The Sugar Research Foundation, now known as the Sugar Association, wanted to develop a campaign that addressed "negative attitudes toward sugar" as a result of other studies that were linking sugar to heart disease, Newsday reported. That study took place from 1965 to 1966.
The following year, the Sugar Association approved "Project 226," which entailed "paying Harvard researchers today’s equivalent of $48,900 for an article reviewing the scientific literature, supplying materials they wanted reviewed, and receiving drafts of the article,” Newsday said.
The 1967 research concluded there was “no doubt” that cholesterol and saturated fat were the causes of heart disease. According to Newsday, “the researchers overstated the consistency of the literature on fat and cholesterol.”
“I thought I had seen everything but this one floored me,” Marion Nestle of New York University, who wrote an editorial on the new findings, said, according to Reuters. “It was so blatant. And the ‘bribe’ was so big.”
“Funding research is ethical,” Nestle added. “Bribing researchers to produce the evidence you want is not.”

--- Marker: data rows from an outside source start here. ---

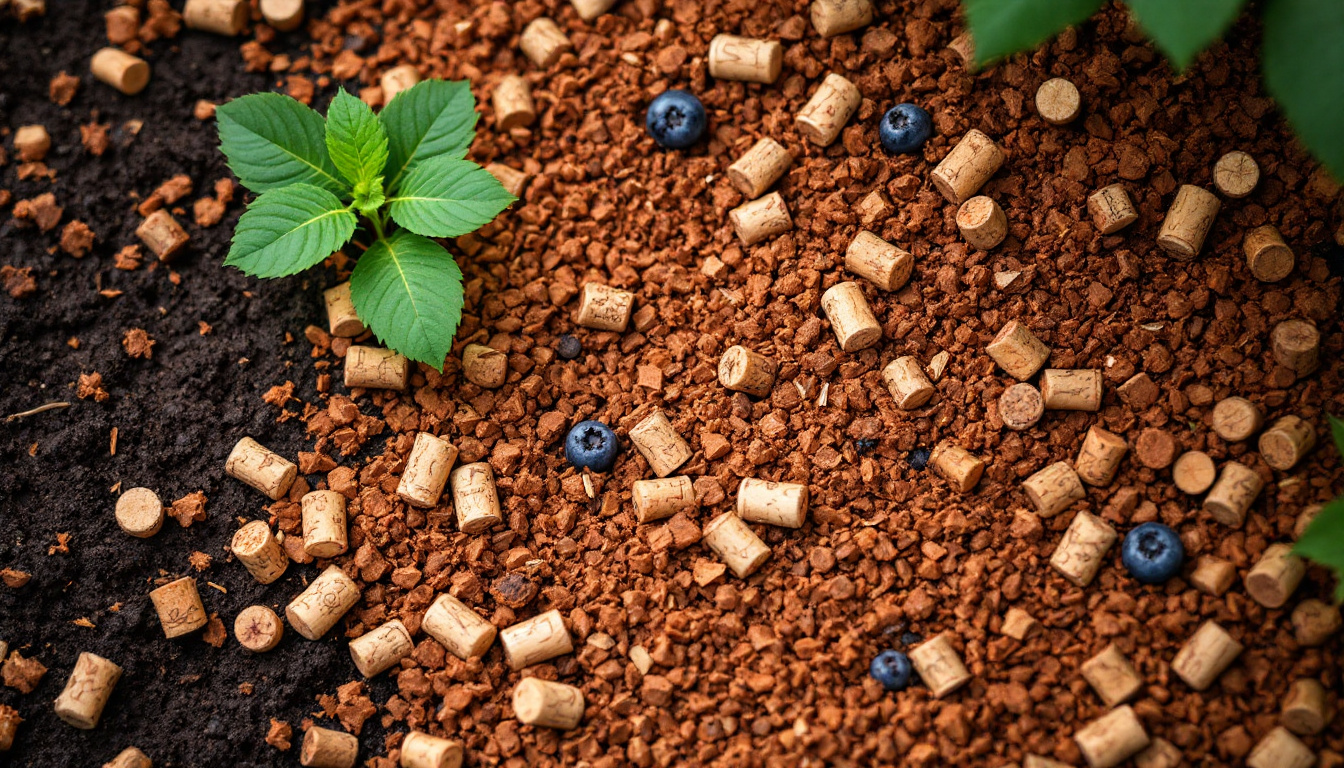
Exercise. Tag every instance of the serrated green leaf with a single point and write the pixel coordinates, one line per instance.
(273, 141)
(288, 230)
(448, 198)
(409, 291)
(1304, 71)
(355, 139)
(1003, 27)
(1182, 28)
(428, 120)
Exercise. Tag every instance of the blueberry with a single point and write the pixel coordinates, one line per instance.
(1152, 553)
(905, 128)
(592, 444)
(891, 669)
(676, 120)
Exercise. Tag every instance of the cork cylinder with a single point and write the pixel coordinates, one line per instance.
(760, 168)
(254, 545)
(426, 470)
(967, 168)
(829, 108)
(375, 651)
(661, 498)
(745, 59)
(327, 748)
(535, 640)
(178, 604)
(374, 367)
(735, 544)
(743, 370)
(88, 690)
(327, 599)
(1187, 222)
(907, 384)
(547, 704)
(782, 505)
(851, 318)
(878, 261)
(1286, 443)
(324, 523)
(475, 498)
(457, 627)
(761, 219)
(269, 472)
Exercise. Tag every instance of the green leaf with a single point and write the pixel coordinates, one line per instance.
(355, 139)
(1182, 28)
(273, 141)
(428, 120)
(448, 198)
(288, 230)
(1304, 71)
(409, 291)
(1001, 27)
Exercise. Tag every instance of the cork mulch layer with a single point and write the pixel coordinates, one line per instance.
(679, 662)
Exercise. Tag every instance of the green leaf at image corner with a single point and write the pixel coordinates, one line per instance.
(288, 230)
(1001, 27)
(409, 291)
(1303, 58)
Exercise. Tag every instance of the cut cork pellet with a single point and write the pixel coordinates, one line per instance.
(535, 640)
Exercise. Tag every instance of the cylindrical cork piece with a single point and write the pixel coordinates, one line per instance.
(374, 367)
(1098, 459)
(375, 651)
(747, 371)
(327, 748)
(179, 607)
(981, 222)
(907, 384)
(258, 628)
(829, 108)
(661, 498)
(475, 498)
(660, 444)
(878, 261)
(547, 704)
(761, 219)
(543, 42)
(1204, 657)
(457, 627)
(735, 544)
(140, 513)
(121, 70)
(535, 640)
(1233, 494)
(324, 523)
(327, 599)
(426, 470)
(604, 308)
(342, 319)
(760, 168)
(88, 690)
(851, 318)
(1187, 222)
(745, 59)
(782, 505)
(967, 168)
(512, 100)
(1112, 739)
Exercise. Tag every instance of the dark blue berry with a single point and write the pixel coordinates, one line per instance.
(1152, 553)
(676, 120)
(592, 444)
(891, 669)
(905, 128)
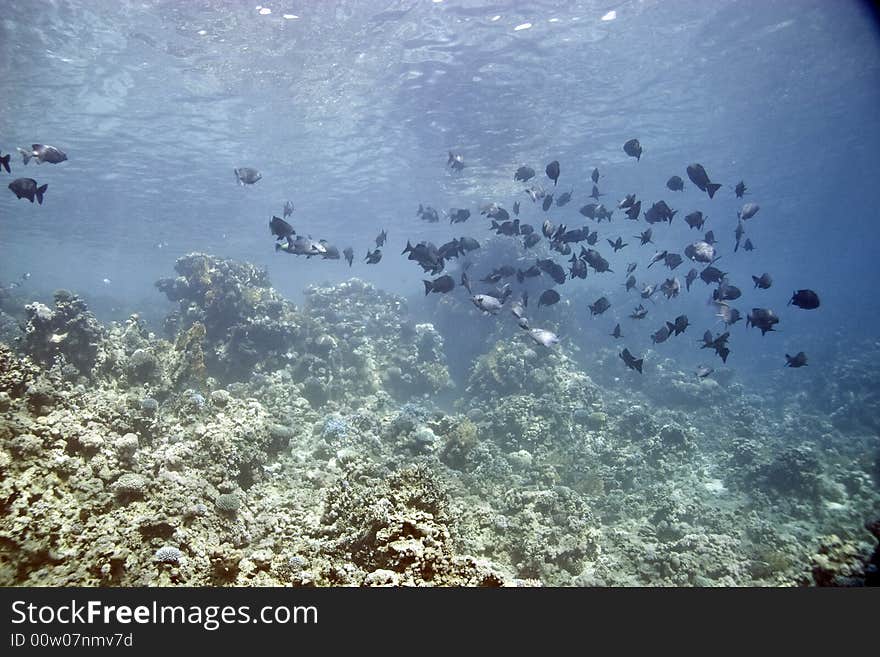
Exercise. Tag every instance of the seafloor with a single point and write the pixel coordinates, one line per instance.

In Nestle’s study, she noted that she followed this research for decades, being led to believe that it was imperative to focus on “reducing saturated fat, not sugar, to prevent heart disease,” Newsday noted.
The Sugar Association gave the following statement to Reuters Health: “We acknowledge that the Sugar Research Foundation should have exercised greater transparency in all of its research activities, however, when the studies in question were published funding disclosures and transparency standards were not the norm they are today.”